EXECUTIVE SUMMARY
Work zone performance measures are metrics that help to quantify how work zones impact travelers, residents, businesses and workers. Some measures describe the impacts of a specific work zone (project-level metrics), whereas other measures describe the impacts of a set of work zones (agency program-level metrics). What is expected to occur at a work zone with regard to safety or mobility impacts can be quite different from what is ultimately experienced at a site. Every work zone is unique, and the combined effects of design decisions, work phasing and sequencing operations, and impact mitigation strategies implemented at a site can be challenging to predict beforehand. Work zone performance measures help agencies improve their understanding of how their decisions during planning, design, and construction affect work zone safety and mobility, and thus can help improve how they make decisions for future work zones.
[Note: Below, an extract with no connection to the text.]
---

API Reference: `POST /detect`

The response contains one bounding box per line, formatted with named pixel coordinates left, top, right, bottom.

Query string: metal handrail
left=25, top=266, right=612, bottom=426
Work zone performance measurement does not need to be an overwhelming activity for an agency. Not all work zones need to be measured, and those work zones that are measured do not necessarily need to be monitored at all times. Work zone performance measurement should be driven by agency and other stakeholder needs and priorities. One advantage of establishing work zone performance measures is that it focuses attention on what is considered important to the agency and stakeholders.
To be useful, it is important for agency staff to understand:
- What is being measured,
- How it is being measured, and
- Why it is being measured.
Efforts to improve work zone policies, processes, and procedures will be more effective if agencies also look at measures across multiple projects to assess their overall efforts and outcomes. Tracking how often an agency meets its performance expectations for work zone safety and mobility across multiple work zones can be more indicative of overall performance and useful as program-level performance measures.
Agencies should choose a few good measures carefully based on their particular needs and characteristics, communicate those to all stakeholders and staff, and track them clearly, seriously, and consistently. Three basic types of performance measures are useful to quantify work zone safety and mobility impacts:
- Exposure measures,
- Safety measures, and
- Mobility (traffic operations) measures.
Exposure measures describe the amount of time, roadway space, and/or vehicle travel that a work zone or a collection of work zones affects or requires. Safety measures describe how crash risk has changed for the individual motorist and/or for the traveling public in general, relative to pre-work zone levels. Safety measures can also be defined for contractor or agency personnel working on the roadway. Finally, mobility (traffic operations) measures describe how travel mobility has been affected for motorists (and potentially other types of travelers as well).
Work zone performance measures should:
- Relate to the safety and mobility goals and objectives that the agency has established for itself,
- Be consistent with the measures used in impact assessment efforts for work zone planning and design analyses,
- Characterize the different facets of impacts that are occurring,
- Enable the agency to evaluate the effects of alternative strategies for mitigating traffic impacts caused by work zones, and
- Be compatible with other performance measures that an agency is using to evaluate its system.
Once work zone performance measures have been selected, agencies need to define the data sources, collection techniques, and calculation methodologies that will be used to compute those measures. For some measures, only one data source and/or methodology will exist for an agency; for others, several sources and methodologies may be available. Agencies must balance the data needs for performance measures with available resources and other factors to determine the most appropriate sources or methodologies to use.